I’ve said it before in one of my Fans Verdicts, but I’ll say it again. Danny Drinkwater moving to Reading had ALL the ingredients of being yet another transfer howler for the Royals. A big-name player, on big-time wages (although I know we aren’t paying the majority of them), who had hardly kicked a ball for nearly three years. *Gulp*.
However, that analysis, albeit probably realistic and with valid reasons to worry, is definitely the analysis of a Reading fan. We’ve had to endure some horrific ‘big name’ signings in recent years; à la Matej Vydra, Sone Aluko, Sam Baldock and others. So, we’re always going to be nervous when signing a player of Danny Drinkwater’s stature.
But, there is a reason Danny Drinkwater has made 105 appearances in the top flight, been an integral member of a Premier League-winning side and been involved in a big-money transfer to a top four club. He has quality. And serious amounts of it.
Ever since his move to Chelsea, it’s gone a bit downhill for the midfielder. He’s had a few rather unsuccessful loan moves and more than likely lost his love for the game. But you know how the old saying goes: form is temporary, class is Kermorga... sorry, permanent.
He has shown since walking through the door at Reading that he’s still got it. All he needed was game time, who’d have thought it? It took him a while to build up the match fitness and get to a point where he could get through 30 minutes let alone 90, but now he’s got that fitness it’s clear to see he may be a bit too good for this league.
Throw him into any team in this division and I think he makes a difference, but it’s almost as if he was made for this Reading team. He offers us something that we haven’t had since Oliver Norwood left for Brighton in 2016 - the ability to run a game from midfield.

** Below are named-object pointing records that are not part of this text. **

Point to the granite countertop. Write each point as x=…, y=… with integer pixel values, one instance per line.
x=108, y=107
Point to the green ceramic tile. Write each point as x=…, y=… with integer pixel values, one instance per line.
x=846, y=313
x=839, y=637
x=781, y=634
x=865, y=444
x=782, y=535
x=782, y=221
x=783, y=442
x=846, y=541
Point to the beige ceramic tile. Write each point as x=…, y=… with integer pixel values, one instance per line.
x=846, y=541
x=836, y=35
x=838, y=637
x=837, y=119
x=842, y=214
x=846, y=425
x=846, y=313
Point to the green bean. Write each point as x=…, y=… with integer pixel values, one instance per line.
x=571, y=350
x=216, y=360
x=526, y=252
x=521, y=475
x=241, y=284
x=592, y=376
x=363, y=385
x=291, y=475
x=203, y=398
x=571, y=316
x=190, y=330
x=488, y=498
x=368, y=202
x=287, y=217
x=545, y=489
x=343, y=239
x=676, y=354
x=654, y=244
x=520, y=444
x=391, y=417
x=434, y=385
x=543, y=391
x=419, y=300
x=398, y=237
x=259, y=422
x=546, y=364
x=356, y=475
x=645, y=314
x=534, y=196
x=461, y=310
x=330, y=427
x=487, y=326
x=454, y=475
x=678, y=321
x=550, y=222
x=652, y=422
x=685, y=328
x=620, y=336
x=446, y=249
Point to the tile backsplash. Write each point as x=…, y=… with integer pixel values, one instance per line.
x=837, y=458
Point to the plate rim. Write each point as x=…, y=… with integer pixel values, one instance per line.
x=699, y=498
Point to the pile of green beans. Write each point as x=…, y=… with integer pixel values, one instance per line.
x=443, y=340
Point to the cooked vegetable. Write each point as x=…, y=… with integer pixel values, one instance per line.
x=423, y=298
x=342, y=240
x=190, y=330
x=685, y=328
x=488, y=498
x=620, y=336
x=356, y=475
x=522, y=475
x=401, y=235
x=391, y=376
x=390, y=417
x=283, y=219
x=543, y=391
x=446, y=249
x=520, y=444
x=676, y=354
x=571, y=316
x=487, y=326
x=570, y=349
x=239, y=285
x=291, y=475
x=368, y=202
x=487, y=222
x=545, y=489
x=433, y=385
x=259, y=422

Yes we've got Swifty, but his territory is 30 yards further up the pitch. Drinkwater gives us that touch of quality and calmness where we perhaps need it most. Laurent and Rino were superb for the vast majority of last season, but the lack of ability to play through the lines and pass through teams became more and more apparent as the season went on - and we begun to get figured out.

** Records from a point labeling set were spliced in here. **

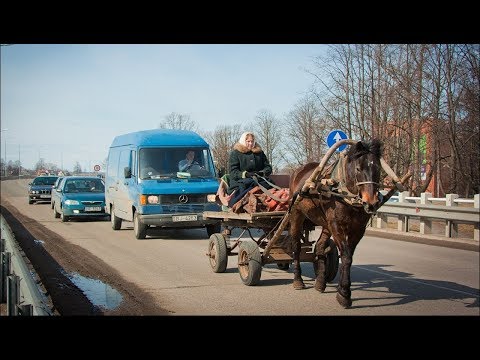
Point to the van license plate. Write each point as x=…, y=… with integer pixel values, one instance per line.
x=184, y=218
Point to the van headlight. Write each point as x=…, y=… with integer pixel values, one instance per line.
x=149, y=199
x=153, y=199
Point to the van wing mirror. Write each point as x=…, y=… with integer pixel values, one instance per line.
x=127, y=172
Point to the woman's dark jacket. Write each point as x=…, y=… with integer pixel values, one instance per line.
x=242, y=160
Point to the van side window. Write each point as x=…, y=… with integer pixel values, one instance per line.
x=112, y=168
x=124, y=161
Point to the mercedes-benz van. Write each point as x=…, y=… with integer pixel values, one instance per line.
x=143, y=182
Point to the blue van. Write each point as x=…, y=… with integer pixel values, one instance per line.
x=144, y=184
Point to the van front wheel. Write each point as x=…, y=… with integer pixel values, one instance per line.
x=116, y=221
x=139, y=228
x=213, y=229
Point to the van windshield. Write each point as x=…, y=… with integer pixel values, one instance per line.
x=157, y=163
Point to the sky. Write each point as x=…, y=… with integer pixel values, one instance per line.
x=66, y=102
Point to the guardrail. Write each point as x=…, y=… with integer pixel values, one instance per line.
x=18, y=289
x=426, y=209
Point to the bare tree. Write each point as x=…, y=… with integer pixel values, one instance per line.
x=178, y=121
x=268, y=132
x=221, y=141
x=77, y=168
x=306, y=133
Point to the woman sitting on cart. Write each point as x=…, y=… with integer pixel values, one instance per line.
x=247, y=160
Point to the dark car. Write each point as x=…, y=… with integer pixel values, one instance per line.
x=80, y=197
x=40, y=189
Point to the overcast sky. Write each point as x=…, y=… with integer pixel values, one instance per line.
x=66, y=103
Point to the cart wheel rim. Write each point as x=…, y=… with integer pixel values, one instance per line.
x=213, y=254
x=243, y=268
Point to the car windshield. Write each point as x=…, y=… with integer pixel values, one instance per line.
x=84, y=186
x=44, y=180
x=157, y=163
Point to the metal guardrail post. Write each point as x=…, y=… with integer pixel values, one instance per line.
x=5, y=271
x=25, y=310
x=26, y=288
x=13, y=296
x=425, y=222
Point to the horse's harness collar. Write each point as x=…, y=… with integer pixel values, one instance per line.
x=336, y=184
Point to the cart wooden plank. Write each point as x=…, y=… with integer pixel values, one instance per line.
x=230, y=215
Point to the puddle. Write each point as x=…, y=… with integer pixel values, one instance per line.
x=99, y=293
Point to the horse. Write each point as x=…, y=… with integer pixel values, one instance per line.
x=342, y=204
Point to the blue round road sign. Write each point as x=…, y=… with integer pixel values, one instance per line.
x=334, y=136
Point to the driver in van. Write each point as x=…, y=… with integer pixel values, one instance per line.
x=189, y=162
x=147, y=170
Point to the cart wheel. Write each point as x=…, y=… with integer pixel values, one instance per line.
x=217, y=253
x=213, y=228
x=332, y=262
x=249, y=263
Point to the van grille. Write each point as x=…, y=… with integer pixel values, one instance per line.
x=192, y=199
x=183, y=208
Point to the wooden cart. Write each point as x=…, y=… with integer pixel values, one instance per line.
x=272, y=246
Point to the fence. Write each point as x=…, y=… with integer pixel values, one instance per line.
x=18, y=288
x=426, y=209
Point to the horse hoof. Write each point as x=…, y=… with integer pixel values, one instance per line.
x=320, y=286
x=298, y=285
x=345, y=302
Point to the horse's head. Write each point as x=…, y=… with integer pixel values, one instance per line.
x=363, y=172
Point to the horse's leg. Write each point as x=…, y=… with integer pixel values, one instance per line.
x=296, y=227
x=321, y=258
x=344, y=294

Drinkwater’s brain works differently to and quicker than the average Championship footballer. He always looks to play a progressive pass. But by progressive pass, I don’t mean a ‘Hollywood’ style 50-yard ping across the pitch (which ironically, Norwood found himself guilty of doing perhaps a bit too much).
I mean a little pass around the corner into the pockets, or a first-time pass through the lines into the feet of Swifty, Halilovic or TDB. He can speed up the play when he needs to and he can slow it down when we’re under a bit of pressure. He dictates the tempo of a game - again, something we’ve not had in a very, very long time.
The second thing that stands out to me about Drinkwater is his movement off the ball, which you may think is a strange thing to say about someone who, usually, plays in the deepest of a three in midfield. However, he never, ever stands still after releasing the ball.
Again, that’s a very simple thing. If you played football at any junior level in this country you’ll remember the bellows of ‘PASS AND MOVE, PASS AND MOVE’ from the sidelines for 75% of the game. It’s something that’s drilled into players from a very young age.
And, again, I’m not talking about Danny laying off the ball and making a 50-metre sprint in behind the defence. He makes subtle movements that just open up a couple of metres of space behind him, and we all know that that that is more than enough for players ahead of him to do their thing.
I remember watching a documentary about Pep Guardiola’s famous Barcelona team. There was a moment when Pep pointed out something quite profound about Sergio Busquets. He said: “If you watch the game you don’t see Busquets, but if you watch Busquets you see the whole game.”
Now, I am not putting Danny Drinkwater of Reading Football Club, currently sitting in eighth place of England’s second tier, in the same breath as one of the greatest midfielders of all time. But I think that quote rings true for Drinkwater, too.
He's not necessarily the one who stands out or grabs the headlines. But if you watch him for 30 seconds, a minute or five minutes, you’ll see how important he is to this team and how much the way we play revolves around him. In fact, Drinkwater (65.2) makes significantly more passes per game on average than the next most frequent passers in Reading’s squad: John Swift (52.9), Josh Laurent (47.3), Michael Morrison (46.3) and Liam Moore (42.6). That stats backs up my previous point beautifully.
I know it’s early days in his Reading career - which is also a career that, let’s be honest, probably won’t go much further than May 2022. But Drinkwater is showing signs of being that player that we’ve craved and cried out for for far too long.
The big thing surrounding Danny Drinkwater of course is can you keep him fit? Can you keep him on the football pitch? If we can answer those questions with a resounding yes then he will go down as one of our most successful signings in recent times, albeit on loan, because his quality will do the rest for him.
We are lucky to have him with us, we really are.